Sweet and Spicy Pan-Seared Pork Chops
Simple pork chops taste luxurious when they’re draped in ginger butter and a sticky-sweet whiskey sauce. The ingredient list here is minimal thanks to unsulphured molasses, a natural byproduct of sugar processing. It delivers an intriguing sweetness that is smoky, bitter and savory — like honey, chicory, coffee and soy sauce in one ingredient. And, in this recipe, it melds with whiskey and ginger to add warmth and spice, as well as brown sugar and butter to soften the assertive edges. Serve these chops with roasted carrots, mashed sweet potatoes or grits.
- Total:
- Serves: 2 persons
Ingredients
- 2(1- to 1½-inch-thick) bone-in pork rib chops, patted very dry
- 1tablespoon plus 1 teaspoon light brown sugar
- Salt
- ¼cup whiskey or apple cider vinegar
- 3tablespoons unsulphured molasses (see Tip)

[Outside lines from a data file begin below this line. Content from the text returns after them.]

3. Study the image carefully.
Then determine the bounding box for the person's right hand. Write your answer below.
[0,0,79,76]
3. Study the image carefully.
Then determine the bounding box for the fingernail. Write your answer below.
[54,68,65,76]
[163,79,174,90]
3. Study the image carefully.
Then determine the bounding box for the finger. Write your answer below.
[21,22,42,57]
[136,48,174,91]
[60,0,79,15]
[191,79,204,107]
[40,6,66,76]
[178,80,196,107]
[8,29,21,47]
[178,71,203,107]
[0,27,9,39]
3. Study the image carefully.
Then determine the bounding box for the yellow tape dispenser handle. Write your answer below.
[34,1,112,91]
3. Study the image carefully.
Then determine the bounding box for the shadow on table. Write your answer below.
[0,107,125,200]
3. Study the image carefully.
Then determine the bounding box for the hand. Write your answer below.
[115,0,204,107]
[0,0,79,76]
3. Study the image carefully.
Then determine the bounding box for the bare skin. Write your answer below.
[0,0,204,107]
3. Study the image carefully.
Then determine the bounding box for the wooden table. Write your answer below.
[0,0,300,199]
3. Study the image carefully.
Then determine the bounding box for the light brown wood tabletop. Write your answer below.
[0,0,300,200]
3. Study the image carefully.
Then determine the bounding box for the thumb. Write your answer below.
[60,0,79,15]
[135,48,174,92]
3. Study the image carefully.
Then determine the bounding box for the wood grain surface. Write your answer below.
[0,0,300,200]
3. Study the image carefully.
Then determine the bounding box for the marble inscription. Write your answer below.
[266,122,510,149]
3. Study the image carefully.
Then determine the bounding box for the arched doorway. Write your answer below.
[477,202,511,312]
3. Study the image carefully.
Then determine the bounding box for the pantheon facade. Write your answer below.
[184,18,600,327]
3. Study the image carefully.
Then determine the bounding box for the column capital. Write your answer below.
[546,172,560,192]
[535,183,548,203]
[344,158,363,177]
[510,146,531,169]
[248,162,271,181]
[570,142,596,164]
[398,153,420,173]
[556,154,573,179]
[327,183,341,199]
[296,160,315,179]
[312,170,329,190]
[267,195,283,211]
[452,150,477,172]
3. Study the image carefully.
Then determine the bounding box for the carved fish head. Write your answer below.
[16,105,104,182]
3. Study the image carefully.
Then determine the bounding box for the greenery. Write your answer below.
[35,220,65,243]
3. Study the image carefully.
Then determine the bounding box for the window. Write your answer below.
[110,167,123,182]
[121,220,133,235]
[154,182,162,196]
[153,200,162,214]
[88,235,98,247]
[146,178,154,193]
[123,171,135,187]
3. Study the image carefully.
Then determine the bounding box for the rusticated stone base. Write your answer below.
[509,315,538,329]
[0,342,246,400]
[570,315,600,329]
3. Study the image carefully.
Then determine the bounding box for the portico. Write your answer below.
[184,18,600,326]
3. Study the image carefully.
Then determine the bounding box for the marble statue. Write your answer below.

- 1tablespoon neutral oil, such as canola or grapeseed
- 1(2-inch) piece ginger, thinly sliced and smashed, plus 1 teaspoon peeled and finely grated
- 1tablespoon unsalted butter
Instructions
Step 1
Coat the pork chops with 1 teaspoon brown sugar, and sprinkle generously with salt. In a liquid measuring cup or small bowl, stir together 3 tablespoons water, the remaining 1 tablespoon brown sugar, whiskey and molasses. Season with salt.Step 2
In a large skillet, heat the oil over medium. Add the pork chops and cook, flipping every 2 minutes, until browned on the outside and the internal temperature in the thickest part is 110 to 120 degrees, 8 to 10 minutes. Reduce heat if sugar is burning. If your chops have a fat cap, using tongs, stack both chops on top of each other, then grab both chops together and hold upright to sear the fat caps until crisp, about 1 minute.Step 3
Lay the chops back down in a single layer and top with the sliced ginger. Add the butter, tilt the skillet and baste the pork by spooning the melting butter and drippings over the pork until the internal temperature registers 135 degrees, 2 to 3 minutes. Turn off the heat and transfer the pork and ginger to a plate to rest for at least 5 minutes. Pour off all but 2 tablespoons of the fat.Step 4
Pour the molasses mixture into the skillet. Bring to a simmer over medium, standing back as it might sputter or flame. Reduce heat to medium-low and simmer until the sauce resembles maple syrup and coats a spoon, 3 to 5 minutes. It can be tempting to crank the heat, but don’t, or the sauce risks tightening or burning. If your sauce gets too thick, thin with water. Turn off heat and stir in the grated ginger.Step 5
Discard the sliced ginger and stir resting juices into the sauce. Serve the pork chops with a spoonful of the sauce.